Instantes após o início do julgamento virtual e a manifestação de Fachin, a
análise foi suspensa devido a um pedido de vista do ministro Gilmar Mendes.
A ação em debate foi movida pela Confederação Nacional do Sistema Financeiro
(Consif). A entidade defende que a Justiça gratuita seja concedida somente para
quem comprovar renda de até 40% do limite máximo dos benefícios do Regime
Geral de Previdência Social, cujo valor hoje é de aproximadamente R$ 8,2 mil por
mês.
Desde a reforma trabalhista de 2017, a Consolidação das Leis do Trabalho (CLT)
prevê que a Justiça gratuita pode ser concedida a quem recebe salário igual ou
inferior a esse teto, desde que seja comprovada a “insuficiência de recursos para
o pagamento das custas do processo”.
Na prática, a discussão no STF é se a autodeclaração de hipossuficiência
econômica pode ser considerada válida na Justiça do Trabalho. O Código de
Processo Civil (CPC) prevê que essa alegação é presumida verdadeira.
Na visão da Consif, porém, a mera declaração não basta. Mas a Súmula 463 do
Tribunal Superior do Trabalho, também de 2017, diz o contrário. No final do
último ano, o Pleno do TST reafirmou seu entendimento.
A autora da ação apontou decisões que afastaram os trechos da CLT e aplicaram
a regra do CPC e a súmula do TST.
Voto do relator
Fachin, relator do caso, considera que as alterações trazidas pela reforma são
constitucionais, mas ele destacou que a regra do CPC também é aplicável à
Justiça do Trabalho e validou a súmula do TST.
Segundo o ministro, a reforma estabeleceu um requisito objetivo e exigiu a
comprovação da insuficiência de recursos, “mas não tratou da forma desta
comprovação, nem tampouco vedou a autodeclaração”.
Para ele, as mudanças não retiraram a presunção de veracidade da
autodeclaração, mas apenas fixaram um limite salarial como critério de
insuficiência, sem detalhar como ele seria avaliado.
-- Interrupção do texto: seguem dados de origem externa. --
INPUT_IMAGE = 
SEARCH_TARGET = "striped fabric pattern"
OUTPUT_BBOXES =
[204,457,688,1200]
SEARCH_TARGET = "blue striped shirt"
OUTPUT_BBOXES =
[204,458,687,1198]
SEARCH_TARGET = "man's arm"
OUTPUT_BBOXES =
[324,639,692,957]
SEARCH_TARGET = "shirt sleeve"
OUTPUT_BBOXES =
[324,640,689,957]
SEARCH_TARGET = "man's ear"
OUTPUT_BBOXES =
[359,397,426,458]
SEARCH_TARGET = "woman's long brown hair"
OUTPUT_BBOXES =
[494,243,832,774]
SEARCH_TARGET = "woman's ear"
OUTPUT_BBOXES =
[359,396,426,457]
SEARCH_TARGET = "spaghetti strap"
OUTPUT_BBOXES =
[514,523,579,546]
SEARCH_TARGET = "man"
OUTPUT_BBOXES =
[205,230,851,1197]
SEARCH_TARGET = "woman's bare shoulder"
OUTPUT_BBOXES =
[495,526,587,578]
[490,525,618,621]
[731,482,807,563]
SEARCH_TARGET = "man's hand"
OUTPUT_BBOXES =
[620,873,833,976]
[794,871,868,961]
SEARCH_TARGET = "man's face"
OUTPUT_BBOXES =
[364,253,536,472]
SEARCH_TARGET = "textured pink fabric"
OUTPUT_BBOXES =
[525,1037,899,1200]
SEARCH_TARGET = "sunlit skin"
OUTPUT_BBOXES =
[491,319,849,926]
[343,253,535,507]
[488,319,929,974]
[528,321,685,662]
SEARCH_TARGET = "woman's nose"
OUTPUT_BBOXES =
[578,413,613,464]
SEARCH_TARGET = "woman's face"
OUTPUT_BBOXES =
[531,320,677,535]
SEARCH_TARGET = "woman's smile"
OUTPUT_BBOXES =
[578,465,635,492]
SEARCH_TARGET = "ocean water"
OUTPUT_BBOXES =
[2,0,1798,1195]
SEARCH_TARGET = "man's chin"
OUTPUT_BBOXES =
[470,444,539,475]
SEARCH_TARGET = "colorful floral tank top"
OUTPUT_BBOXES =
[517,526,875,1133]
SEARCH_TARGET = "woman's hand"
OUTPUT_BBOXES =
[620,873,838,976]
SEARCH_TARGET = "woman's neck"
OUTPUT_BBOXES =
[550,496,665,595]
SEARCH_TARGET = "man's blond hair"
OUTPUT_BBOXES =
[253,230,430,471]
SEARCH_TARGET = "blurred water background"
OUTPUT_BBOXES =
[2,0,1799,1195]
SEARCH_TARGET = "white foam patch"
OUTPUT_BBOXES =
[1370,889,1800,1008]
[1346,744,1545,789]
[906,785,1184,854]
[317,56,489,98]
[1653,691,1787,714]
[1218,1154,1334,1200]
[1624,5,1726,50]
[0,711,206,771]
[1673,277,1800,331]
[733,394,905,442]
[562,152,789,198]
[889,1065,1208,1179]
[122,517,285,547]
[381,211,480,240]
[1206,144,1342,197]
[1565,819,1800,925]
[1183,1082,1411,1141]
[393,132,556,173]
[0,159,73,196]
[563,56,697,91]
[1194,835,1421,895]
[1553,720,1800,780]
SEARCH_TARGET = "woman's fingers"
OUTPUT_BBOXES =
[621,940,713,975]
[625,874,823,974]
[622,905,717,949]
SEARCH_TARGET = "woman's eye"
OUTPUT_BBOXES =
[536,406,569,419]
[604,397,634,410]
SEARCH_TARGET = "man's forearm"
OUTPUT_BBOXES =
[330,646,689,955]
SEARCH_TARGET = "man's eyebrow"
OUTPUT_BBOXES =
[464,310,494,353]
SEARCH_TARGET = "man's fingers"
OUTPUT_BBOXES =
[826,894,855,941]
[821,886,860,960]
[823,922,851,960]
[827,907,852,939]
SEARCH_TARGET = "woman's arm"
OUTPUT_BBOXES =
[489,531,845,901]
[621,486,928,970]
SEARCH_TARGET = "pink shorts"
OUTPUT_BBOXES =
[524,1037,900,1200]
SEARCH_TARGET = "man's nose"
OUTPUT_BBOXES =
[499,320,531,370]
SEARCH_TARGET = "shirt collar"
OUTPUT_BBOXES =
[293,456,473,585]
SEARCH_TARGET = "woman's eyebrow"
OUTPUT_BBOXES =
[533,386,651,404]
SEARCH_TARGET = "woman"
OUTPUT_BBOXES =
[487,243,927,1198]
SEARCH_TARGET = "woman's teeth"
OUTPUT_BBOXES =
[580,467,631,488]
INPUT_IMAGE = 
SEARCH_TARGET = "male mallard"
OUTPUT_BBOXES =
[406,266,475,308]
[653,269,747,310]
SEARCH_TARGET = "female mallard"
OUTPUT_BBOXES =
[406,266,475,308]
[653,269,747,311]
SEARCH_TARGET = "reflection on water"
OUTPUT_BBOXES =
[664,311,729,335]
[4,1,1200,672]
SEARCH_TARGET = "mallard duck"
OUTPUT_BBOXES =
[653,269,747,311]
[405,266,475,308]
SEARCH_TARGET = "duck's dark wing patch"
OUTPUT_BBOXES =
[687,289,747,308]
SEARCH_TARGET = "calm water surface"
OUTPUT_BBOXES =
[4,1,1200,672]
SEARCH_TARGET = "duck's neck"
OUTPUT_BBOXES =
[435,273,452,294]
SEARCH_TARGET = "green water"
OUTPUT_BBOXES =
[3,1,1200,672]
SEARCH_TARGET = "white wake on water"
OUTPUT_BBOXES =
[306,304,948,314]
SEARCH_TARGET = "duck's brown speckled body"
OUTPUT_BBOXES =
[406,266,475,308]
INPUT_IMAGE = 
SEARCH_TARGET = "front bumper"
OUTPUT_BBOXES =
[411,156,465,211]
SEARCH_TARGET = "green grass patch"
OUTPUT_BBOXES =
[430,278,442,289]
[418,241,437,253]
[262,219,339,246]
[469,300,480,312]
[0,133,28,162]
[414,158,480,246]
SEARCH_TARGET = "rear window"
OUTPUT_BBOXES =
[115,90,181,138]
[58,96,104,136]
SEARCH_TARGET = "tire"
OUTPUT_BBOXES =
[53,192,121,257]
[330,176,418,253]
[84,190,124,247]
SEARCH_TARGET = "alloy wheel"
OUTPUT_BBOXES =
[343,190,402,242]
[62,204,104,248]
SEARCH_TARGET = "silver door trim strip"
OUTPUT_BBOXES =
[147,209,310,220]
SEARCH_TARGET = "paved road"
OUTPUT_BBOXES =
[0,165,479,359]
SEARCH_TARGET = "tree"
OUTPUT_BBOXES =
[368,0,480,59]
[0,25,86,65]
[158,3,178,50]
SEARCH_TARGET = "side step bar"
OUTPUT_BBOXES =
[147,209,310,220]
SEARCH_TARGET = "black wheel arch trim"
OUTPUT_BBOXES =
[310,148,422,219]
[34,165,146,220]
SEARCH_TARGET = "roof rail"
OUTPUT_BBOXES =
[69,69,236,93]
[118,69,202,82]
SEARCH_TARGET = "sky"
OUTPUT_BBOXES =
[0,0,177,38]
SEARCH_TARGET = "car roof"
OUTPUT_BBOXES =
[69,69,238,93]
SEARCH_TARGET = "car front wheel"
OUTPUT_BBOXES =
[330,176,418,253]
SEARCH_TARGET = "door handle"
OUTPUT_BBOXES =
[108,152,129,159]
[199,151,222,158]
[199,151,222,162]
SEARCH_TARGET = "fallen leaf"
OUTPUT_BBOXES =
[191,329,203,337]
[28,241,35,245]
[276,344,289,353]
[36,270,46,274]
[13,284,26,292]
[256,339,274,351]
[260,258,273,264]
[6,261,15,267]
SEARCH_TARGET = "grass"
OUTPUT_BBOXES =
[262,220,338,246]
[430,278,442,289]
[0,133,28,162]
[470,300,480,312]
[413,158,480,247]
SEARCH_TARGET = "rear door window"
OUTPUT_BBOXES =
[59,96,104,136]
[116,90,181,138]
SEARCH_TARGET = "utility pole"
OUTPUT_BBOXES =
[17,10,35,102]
O magistrado lembrou que, na falta de normas sobre processos trabalhistas, as
regras do CPC devem ser aplicadas. Isso está previsto no próprio Código.
Em contrapartida, Fachin ressaltou que as pessoas podem ser responsabilizadas
(inclusive criminalmente) por alegações falsas de insuficiência de recursos. O
relator também destacou que a autodeclaração de hipossuficiência pode sempre
ser contestada pela parte contrária.
Por fim, o ministro explicou que a Justiça gratuita não é uma isenção absoluta.

Mesmo em caso de concessão do benefício, se a pessoa superar as condições de
insuficiência financeira, deverá pagar as custas e outras despesas processuais.